Frederico Gentil Bonfim

A presente pesquisa tem por objetivo desmistificar a problemática do enriquecimento sem causa que recorrentemente invocada como óbice à aplicação dos punitive damages em nosso ordenamento e, nesse mister, indicar quem seria o destinatário final capaz de dar maior eficiência para que o referido instituto atinja suas finalidades, buscando, assim, a paz social. Para tanto, como premissa, no primeiro capítulo foi analisado o desenvolvimento do instituto da responsabilidade civil no ordenamento pátrio, demonstrando que há necessidade de adotar uma ferramenta que seja capaz de assegurar que as finalidades punitiva e dissuasiva sejam eficientes quando aplicadas. No segundo capítulo desta pesquisa, analisou-se detidamente o instituto dos punitive damages, que foi originado nos países adeptos ao common law. Foram apontadas as suas origens, suas finalidades e suas restrições que servem de espelho para ponderamos a adoção deste instituto.

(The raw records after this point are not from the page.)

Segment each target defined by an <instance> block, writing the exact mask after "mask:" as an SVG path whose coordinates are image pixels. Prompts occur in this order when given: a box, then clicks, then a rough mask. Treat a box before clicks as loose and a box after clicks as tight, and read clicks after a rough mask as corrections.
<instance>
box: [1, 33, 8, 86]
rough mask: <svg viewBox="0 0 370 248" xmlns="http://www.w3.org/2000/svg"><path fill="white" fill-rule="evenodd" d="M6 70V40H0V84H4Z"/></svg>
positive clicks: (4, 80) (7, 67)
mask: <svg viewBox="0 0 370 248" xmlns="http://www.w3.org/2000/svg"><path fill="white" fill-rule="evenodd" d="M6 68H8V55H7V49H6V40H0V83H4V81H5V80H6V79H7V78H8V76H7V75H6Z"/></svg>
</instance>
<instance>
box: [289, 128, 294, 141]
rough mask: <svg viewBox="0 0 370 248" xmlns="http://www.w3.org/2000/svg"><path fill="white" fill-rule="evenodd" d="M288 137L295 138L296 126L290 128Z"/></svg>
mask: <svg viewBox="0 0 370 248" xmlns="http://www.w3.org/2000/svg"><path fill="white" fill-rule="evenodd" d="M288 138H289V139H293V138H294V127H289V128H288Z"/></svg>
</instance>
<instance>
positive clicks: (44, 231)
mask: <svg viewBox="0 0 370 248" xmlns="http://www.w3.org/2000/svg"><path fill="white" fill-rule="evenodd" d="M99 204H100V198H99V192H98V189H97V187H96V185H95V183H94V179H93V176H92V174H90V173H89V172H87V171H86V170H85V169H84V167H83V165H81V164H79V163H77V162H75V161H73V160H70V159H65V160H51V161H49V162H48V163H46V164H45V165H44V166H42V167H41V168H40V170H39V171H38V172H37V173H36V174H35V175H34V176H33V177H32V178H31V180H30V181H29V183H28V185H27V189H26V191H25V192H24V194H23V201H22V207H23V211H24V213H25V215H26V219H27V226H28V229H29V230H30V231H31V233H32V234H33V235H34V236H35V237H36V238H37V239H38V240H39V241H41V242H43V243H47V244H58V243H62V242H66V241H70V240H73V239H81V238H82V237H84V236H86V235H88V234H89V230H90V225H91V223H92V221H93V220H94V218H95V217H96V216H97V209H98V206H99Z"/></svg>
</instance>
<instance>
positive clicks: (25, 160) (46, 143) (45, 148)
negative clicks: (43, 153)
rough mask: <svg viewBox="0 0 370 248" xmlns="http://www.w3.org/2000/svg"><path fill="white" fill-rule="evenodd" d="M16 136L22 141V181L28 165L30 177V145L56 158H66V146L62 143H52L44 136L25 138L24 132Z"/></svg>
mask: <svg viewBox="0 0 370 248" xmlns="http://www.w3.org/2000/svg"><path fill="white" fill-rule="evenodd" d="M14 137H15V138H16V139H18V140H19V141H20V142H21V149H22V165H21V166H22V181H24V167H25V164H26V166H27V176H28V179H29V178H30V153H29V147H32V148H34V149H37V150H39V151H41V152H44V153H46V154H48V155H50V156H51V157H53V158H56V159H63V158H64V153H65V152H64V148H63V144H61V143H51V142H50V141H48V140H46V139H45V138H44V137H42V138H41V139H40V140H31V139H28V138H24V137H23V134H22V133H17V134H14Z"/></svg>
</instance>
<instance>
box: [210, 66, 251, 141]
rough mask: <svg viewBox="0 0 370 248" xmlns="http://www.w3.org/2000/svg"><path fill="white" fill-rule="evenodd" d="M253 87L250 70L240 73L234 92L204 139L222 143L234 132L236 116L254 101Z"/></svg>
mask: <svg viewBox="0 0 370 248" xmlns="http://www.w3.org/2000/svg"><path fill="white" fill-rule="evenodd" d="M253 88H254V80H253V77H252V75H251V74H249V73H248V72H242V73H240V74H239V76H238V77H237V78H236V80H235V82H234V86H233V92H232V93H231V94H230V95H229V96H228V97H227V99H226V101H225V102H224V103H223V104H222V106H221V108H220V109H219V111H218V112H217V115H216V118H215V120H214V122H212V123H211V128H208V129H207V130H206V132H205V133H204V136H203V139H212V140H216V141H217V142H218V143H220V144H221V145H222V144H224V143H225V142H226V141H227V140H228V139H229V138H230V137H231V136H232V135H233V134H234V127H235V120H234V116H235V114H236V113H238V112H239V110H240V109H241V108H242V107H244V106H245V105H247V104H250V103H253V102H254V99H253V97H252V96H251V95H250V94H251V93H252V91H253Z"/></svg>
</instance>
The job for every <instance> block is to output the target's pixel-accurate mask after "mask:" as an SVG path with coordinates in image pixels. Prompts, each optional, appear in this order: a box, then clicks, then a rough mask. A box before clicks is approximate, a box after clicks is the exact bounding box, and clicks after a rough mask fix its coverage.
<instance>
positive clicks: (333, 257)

No terceiro capítulo, foram tratados dos pontos mais relevantes para a viabilidade dos punitive damages ao Direito brasileiro, seus pontos convergentes e divergentes, os pressupostos para sua incidência, e as críticas da doutrina quanto à aplicação deste instituto no ordenamento pátrio. Neste ponto, foram combatidas todas as críticas, notadamente no que diz respeito ao suposto enriquecimento sem causa da vítima, valendo-se de tal análise para demonstrar que a aplicação dos punitive damages é viável em nosso ordenamento, desde que haja uma ponderação de princípios. Assim, vencidas as críticas, procurou-se demonstrar qual seria a opção mais eficiente quanto à destinação final do quantum dos punitive damages, capaz de atingir as finalidades punitiva e dissuasiva a que este instituto se presta, ultrapassando, assim, a barreira do enriquecimento sem causa do ofendido. Ao final, considerando que, o magistrado fundamente sua decisão à luz de algum princípio constitucional e presentes os requisitos para aplicação dos punitive damages, deve-se admitir a sua incidência para punir o agente ofensor e ao mesmo tempo desestimular a repetição da conduta ilícita, não havendo que se falar em enriquecimento sem causa do ofendido, devendo, ainda, ser destinado o montante da condenação à própria vítima, como forma de estímulo e recompensa por agir não somente em interesse próprio, mas em benefício de todos os jurisdicionados.